Phase-resolved spectroscopic observations of IL Hya were obtained with the McMath-Pierce solar telescope during a single 70-night observing run from November 1, 1996, through January 8, 1997. An 800 × 800-pixel 15 μm TI CCD was used in conjunction with the Milton-Roy grating no. 1 to give an effective wavelength resolution of 0.15 Å and a usable wavelength range of 55 Å centered at 6435 Å. Bias subtraction, flat-field division, wavelength calibration, and continuum rectification were performed on the raw spectra with IRAF (distributed by NOAO). Thorium-argon comparison spectra were obtained each night at intervals of one to two hours to ensure an accurate wavelength calibration.

High resolution (R = 55 000) spectroscopy obtained with the STELLA Échelle Spectrograph (SES) at the robotic 1.2 m STELLA-I telescope in Tenerife (Strassmeier et al. 2010), is used to redetermine the metallicity for XX Tri.

2.4. Temperature calibration from VIC data

Throughout this paper we use the empirical temperature calibration of Worthey & Lee (2011). The calibration is based on color-color relations from measured Johnson/Cousins photometry of 4496 stars with different spectral types, of which about 2090 stars have usable metallicity. The results are given in tabular form. We interpolated the tables using our measured VIC color indices and took into account the [Fe/H] and log g values of the stars. We estimate an error of about 50 K in our resulting Teff values originating from the error of the observations and from the interpolation.
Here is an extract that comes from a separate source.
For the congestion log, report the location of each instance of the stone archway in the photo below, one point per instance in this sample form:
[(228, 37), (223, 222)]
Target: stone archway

The studied objects XX Tri and DM UMa are SB1-type binaries without any measured information about the secondary stars, therefore we suppose that the light originating from these secondaries is negligible. In the case of IL Hya the given properties of the secondary star (see Sect. 1) indicates an about 001 change in the VIC color index which translates to about a 20 K difference in the resulting temperatures as a shift only, thus we do not take into account this small and uncertain correction.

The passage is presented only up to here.